Most yoga asana practices move the body through a series of strength and flexibility building postures at a slow or rhythmic pace. If you have ever taken a yoga class at a gym, studio, or online—you have definitely heard the instructor say something about your breath. Not that it smells, probably something more along the lines of, “move with your breath” or, “breathe into the posture.” Maintaining awareness by breathing in sync with the movements is intended to cultivate a deeper connection between the body and mind. This is mindfulness, in a nutshell. Physiologically, yoga may help shift away from the fight-or-flight response triggered by the sympathetic nervous system and the HPA, to the parasympathetic nervous system instead. This is the system that controls rest, repair, enjoyment, eating, and sexual activity—all good things! Yoga also decreases both heart rate and blood pressure, two unfortunate symptoms of anxiety. Researchers suggest that this is the result of the relaxation response triggered by all those careful movements and attention to deep breathing.
If you have never practiced yoga before, there are a million excellent resources on the internet to help you get started at home. We wrote about Yoga with Adriene in our article on YouTube fitness channels for every mood and skill level, and she has great videos for beginners. In addition to full-length practice videos that will move you rhythmically through a series of postures, Adriene also as an entire “foundations of yoga” series that focuses on one pose at a time.

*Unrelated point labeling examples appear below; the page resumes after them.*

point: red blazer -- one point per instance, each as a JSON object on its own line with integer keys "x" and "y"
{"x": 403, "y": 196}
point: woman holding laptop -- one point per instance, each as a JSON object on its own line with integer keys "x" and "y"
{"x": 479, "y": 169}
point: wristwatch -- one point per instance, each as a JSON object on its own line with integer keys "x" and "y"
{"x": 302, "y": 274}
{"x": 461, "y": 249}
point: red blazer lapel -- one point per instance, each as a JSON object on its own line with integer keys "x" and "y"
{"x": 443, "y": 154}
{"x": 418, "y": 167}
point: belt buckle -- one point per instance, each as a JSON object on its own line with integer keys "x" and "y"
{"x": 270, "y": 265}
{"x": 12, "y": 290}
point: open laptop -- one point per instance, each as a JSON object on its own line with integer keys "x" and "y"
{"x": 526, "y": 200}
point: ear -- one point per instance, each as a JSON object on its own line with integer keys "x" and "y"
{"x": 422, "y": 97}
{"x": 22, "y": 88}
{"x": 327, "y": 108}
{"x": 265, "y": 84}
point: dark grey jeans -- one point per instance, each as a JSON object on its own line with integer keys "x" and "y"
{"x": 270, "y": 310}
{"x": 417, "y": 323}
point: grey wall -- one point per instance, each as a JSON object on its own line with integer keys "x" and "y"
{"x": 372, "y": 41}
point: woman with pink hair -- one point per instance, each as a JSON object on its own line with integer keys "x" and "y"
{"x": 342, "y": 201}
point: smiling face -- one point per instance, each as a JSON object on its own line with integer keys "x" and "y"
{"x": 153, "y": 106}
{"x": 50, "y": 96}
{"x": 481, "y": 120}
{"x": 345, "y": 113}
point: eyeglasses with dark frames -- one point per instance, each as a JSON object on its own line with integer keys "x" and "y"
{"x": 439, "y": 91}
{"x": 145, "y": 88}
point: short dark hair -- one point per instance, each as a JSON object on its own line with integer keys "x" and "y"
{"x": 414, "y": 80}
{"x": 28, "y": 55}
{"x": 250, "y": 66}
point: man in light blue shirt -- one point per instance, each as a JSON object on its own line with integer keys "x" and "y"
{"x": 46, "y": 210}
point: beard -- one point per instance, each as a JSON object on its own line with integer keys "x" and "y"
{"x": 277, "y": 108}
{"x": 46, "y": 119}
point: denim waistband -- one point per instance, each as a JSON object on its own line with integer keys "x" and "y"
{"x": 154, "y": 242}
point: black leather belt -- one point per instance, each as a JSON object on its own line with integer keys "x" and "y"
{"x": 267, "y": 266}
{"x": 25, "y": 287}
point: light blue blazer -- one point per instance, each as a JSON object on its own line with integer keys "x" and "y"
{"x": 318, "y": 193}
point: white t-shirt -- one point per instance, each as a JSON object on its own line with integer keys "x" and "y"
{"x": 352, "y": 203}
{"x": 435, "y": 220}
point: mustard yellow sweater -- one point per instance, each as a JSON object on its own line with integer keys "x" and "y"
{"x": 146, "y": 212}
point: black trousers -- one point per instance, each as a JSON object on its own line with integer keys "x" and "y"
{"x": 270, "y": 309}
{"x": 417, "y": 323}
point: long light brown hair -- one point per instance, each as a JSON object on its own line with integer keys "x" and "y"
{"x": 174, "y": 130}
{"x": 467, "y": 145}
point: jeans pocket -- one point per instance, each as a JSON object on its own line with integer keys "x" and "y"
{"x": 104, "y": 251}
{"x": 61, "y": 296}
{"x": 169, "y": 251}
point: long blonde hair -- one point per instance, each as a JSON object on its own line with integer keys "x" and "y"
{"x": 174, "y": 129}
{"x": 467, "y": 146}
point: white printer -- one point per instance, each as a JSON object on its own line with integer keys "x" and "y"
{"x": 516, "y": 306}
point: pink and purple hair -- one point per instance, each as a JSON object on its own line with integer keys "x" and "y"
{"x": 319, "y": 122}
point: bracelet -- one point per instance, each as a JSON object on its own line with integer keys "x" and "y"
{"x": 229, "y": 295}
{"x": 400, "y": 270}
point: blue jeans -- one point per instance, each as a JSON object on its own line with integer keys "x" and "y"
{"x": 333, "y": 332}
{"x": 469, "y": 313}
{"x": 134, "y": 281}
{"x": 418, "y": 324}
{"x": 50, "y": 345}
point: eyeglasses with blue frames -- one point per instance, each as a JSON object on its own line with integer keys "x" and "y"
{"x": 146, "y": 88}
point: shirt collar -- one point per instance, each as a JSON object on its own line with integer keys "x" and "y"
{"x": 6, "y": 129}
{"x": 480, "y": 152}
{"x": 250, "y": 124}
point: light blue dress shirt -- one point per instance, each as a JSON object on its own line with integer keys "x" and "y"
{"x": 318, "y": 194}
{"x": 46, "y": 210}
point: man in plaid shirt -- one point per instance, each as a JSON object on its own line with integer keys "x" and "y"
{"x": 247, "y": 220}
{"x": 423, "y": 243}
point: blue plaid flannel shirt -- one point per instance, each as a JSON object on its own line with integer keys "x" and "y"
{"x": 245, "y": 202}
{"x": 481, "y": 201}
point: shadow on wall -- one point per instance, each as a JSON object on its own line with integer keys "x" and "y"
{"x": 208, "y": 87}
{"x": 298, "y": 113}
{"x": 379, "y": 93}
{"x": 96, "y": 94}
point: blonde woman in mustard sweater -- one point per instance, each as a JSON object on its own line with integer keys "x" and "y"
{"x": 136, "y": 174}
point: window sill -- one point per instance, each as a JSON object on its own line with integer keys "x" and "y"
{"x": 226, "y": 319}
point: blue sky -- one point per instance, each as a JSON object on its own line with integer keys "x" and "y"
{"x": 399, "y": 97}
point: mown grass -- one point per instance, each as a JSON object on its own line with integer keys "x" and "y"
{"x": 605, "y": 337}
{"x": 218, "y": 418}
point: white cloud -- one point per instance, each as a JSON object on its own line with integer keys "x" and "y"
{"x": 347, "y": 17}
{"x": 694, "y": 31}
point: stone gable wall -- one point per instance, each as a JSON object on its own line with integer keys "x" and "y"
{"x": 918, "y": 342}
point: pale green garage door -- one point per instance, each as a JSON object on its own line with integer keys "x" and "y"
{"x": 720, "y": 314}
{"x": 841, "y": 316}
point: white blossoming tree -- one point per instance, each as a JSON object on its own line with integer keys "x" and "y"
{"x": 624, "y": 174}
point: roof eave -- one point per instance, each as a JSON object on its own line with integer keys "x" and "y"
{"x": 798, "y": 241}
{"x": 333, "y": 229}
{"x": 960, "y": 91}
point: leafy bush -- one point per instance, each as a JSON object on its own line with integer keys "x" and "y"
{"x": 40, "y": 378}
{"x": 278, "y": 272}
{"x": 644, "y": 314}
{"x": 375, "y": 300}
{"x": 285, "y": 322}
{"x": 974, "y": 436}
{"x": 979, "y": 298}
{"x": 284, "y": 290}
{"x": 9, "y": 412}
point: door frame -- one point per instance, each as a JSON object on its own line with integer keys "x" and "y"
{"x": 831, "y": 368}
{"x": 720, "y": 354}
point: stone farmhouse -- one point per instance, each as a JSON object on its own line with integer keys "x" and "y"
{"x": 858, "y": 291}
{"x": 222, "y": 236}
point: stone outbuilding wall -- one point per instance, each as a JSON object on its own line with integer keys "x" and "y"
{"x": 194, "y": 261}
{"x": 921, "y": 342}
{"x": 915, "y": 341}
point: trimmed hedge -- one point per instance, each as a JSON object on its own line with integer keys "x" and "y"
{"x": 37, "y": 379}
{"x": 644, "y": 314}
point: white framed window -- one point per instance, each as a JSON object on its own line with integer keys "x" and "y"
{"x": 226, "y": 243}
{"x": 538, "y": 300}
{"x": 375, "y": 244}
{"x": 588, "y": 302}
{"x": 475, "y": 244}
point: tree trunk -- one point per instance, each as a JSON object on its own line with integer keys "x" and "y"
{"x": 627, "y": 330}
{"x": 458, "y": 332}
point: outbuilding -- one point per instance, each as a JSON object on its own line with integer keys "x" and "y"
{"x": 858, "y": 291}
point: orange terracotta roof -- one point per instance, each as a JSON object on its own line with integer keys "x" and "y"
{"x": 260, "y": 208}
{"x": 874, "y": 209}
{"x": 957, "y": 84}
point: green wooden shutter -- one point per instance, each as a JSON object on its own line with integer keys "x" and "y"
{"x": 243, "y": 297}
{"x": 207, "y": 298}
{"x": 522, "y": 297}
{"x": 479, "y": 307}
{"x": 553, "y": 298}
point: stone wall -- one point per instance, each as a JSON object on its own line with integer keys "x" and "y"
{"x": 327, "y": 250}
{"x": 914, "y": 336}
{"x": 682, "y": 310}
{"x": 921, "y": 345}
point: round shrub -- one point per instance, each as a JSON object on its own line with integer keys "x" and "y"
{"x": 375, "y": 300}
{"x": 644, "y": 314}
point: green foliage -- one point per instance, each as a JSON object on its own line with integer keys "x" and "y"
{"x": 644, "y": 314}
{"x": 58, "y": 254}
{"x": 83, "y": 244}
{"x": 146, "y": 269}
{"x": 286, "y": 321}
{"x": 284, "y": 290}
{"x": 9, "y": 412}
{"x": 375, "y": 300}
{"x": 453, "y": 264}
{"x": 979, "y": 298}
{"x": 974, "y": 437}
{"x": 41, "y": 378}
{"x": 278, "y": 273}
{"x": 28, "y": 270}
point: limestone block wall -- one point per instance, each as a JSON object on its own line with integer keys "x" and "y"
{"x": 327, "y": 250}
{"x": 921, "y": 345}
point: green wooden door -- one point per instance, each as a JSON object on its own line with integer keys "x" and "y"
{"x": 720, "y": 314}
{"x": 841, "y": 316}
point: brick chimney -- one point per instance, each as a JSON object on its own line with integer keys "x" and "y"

The best thing about approaching yoga for the first time is that the only goal is to move with intention. It doesn’t matter how slow you go, only that you listen to your body and remember your breath. The mindfulness will come naturally and the anxiety will slowly melt away.
1 Zoogman, Sarah, Simon B. Goldberg, Eleni Vousoura, Matthew C. Diamond, and Lisa Miller. “Effect of Yoga-Based Interventions for Anxiety Symptoms: A Meta-Analysis of Randomized Controlled Trials.” Spirituality inClinical Practice, August 29, 2019. doi:10.1037/scp0000202.